DELHI CITY planners are hoping for a noticeable decrease in road traffic following the opening of Line Two of Delhi's new metro last month.
The Indian capital's astonishing growth rate over recent decades has lead to extremely overcrowded streets, long journey times and severe air pollution.
Cautious estimates say the population has almost tripled since 1981, from 5.7M to about 14.5M. In the same period, the number of motorised vehicles (scooters, cars, buses and rickshaws) rose from 0.54M to more than 5M. Chaotic traffi c conditions cost an average of five lives a day.
Against this background, the national and state governments founded the Delhi Metro Rail Corporation to build a 65km long, partially underground, rail network by the end of this year (GE September 2004).

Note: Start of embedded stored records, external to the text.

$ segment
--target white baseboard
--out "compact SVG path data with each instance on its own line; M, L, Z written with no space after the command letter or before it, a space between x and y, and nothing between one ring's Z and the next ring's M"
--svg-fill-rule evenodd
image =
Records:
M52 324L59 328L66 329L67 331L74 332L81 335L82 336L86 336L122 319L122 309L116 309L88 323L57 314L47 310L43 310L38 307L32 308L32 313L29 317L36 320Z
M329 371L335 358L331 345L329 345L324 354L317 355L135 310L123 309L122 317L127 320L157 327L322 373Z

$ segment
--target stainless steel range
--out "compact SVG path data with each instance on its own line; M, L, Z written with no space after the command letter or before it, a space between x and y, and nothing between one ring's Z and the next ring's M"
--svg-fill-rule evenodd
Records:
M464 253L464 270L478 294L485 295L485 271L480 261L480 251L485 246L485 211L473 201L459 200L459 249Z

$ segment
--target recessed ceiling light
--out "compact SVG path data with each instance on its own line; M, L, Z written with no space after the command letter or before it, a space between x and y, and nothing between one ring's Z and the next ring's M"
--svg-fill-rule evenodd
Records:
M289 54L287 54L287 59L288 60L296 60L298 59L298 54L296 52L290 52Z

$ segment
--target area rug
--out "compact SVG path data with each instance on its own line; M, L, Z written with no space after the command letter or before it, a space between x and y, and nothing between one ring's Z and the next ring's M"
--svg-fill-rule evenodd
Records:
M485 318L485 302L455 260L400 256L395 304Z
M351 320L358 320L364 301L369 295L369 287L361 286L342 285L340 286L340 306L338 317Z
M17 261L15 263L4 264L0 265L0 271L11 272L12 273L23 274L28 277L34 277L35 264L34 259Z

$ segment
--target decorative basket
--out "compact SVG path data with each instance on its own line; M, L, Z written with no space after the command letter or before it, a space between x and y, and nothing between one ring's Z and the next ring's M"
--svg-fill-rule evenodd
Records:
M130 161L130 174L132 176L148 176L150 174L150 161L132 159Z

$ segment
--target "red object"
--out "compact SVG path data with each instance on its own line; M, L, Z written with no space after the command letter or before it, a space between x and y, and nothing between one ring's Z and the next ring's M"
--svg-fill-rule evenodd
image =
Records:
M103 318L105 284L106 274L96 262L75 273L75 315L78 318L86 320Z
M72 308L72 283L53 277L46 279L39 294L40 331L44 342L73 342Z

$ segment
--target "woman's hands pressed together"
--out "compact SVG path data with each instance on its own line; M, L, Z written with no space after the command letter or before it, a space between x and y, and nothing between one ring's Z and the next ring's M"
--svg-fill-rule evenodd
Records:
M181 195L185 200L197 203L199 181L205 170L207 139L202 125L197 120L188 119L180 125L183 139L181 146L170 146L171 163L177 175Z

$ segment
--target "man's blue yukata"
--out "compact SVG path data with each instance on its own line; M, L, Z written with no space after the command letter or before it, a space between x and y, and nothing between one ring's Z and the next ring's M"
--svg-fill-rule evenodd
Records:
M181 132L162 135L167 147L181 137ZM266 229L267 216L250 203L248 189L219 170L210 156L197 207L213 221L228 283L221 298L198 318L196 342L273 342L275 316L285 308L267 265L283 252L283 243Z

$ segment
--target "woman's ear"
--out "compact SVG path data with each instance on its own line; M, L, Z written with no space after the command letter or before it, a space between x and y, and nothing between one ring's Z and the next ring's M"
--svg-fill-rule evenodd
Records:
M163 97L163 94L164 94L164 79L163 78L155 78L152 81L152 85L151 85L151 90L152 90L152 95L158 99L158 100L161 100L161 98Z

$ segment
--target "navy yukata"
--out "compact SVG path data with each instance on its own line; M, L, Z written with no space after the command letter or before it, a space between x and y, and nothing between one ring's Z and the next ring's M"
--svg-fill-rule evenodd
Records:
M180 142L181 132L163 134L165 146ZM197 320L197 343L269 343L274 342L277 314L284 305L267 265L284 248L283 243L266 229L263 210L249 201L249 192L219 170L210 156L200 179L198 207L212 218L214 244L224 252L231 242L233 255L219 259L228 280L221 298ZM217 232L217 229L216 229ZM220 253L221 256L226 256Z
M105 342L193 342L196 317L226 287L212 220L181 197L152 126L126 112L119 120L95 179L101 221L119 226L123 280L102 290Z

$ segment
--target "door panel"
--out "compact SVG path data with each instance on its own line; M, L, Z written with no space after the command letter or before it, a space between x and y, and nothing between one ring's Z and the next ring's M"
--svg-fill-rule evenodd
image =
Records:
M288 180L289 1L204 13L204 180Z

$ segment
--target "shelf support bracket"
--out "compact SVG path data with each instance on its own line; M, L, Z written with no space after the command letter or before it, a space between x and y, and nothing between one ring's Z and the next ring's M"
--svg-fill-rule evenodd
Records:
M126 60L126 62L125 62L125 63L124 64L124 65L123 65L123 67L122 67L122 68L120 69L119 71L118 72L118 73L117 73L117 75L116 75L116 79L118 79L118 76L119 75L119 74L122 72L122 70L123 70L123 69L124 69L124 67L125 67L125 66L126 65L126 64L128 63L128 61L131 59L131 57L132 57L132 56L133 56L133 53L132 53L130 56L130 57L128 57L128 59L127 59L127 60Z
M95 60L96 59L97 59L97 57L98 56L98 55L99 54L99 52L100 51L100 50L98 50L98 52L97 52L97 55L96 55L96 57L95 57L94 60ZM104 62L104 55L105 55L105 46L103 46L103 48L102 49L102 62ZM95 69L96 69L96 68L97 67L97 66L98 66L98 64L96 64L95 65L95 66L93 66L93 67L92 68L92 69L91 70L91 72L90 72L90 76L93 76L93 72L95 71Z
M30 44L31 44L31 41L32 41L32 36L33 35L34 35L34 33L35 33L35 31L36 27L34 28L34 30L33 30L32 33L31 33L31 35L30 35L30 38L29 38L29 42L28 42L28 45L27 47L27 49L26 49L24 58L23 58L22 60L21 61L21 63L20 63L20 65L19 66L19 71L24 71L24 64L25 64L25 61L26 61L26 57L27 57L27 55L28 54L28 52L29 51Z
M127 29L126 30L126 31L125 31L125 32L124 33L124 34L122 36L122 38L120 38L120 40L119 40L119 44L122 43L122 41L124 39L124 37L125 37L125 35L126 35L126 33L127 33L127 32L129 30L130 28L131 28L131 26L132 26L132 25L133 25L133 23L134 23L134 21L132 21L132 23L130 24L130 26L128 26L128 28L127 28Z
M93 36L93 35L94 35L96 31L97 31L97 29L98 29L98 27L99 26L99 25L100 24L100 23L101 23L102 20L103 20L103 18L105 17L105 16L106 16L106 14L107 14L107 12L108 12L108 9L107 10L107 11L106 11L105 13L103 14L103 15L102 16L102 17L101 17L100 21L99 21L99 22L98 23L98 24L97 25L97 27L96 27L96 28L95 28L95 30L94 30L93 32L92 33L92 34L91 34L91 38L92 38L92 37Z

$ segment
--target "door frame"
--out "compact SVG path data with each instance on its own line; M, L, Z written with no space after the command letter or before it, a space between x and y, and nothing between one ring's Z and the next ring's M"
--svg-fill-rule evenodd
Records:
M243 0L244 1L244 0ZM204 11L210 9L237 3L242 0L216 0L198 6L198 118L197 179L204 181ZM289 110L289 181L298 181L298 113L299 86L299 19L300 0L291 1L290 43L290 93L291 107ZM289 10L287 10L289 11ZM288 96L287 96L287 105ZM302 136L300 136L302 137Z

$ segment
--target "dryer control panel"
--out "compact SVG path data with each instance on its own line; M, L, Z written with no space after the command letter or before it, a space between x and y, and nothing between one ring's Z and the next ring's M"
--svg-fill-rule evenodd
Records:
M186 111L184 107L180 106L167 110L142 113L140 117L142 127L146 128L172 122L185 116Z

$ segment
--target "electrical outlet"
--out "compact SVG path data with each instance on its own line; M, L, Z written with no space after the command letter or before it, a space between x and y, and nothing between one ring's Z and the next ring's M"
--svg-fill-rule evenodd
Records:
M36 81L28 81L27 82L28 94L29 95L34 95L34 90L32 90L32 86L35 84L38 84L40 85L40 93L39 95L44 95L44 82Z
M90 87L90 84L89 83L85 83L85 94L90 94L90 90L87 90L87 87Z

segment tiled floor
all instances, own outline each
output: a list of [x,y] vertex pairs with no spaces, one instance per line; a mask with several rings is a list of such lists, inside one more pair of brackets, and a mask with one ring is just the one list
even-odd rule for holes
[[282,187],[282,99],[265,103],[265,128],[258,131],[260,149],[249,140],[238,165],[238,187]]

The metro will initially consist of three lines. Lines One (complete) and Three (under construction) are primarily overground, but Line Two needed an 11km tunnel. Part was built in open cut construction, but other areas needed tunnelling machines to pass through soft ground and hard rock. The line, which was finished in two sections, included 10 underground stations.
The extensive concreting was carried out by five truck-mounted pumps and seven stationary trailer units. For the second of the Line Two sections alone, about 250,000m 3 of concrete was required.
Completion of the first three lines of the network is expected to take 2,600 buses off the roads each day and save about 5bn rupees (£66M) worth of fuel a year.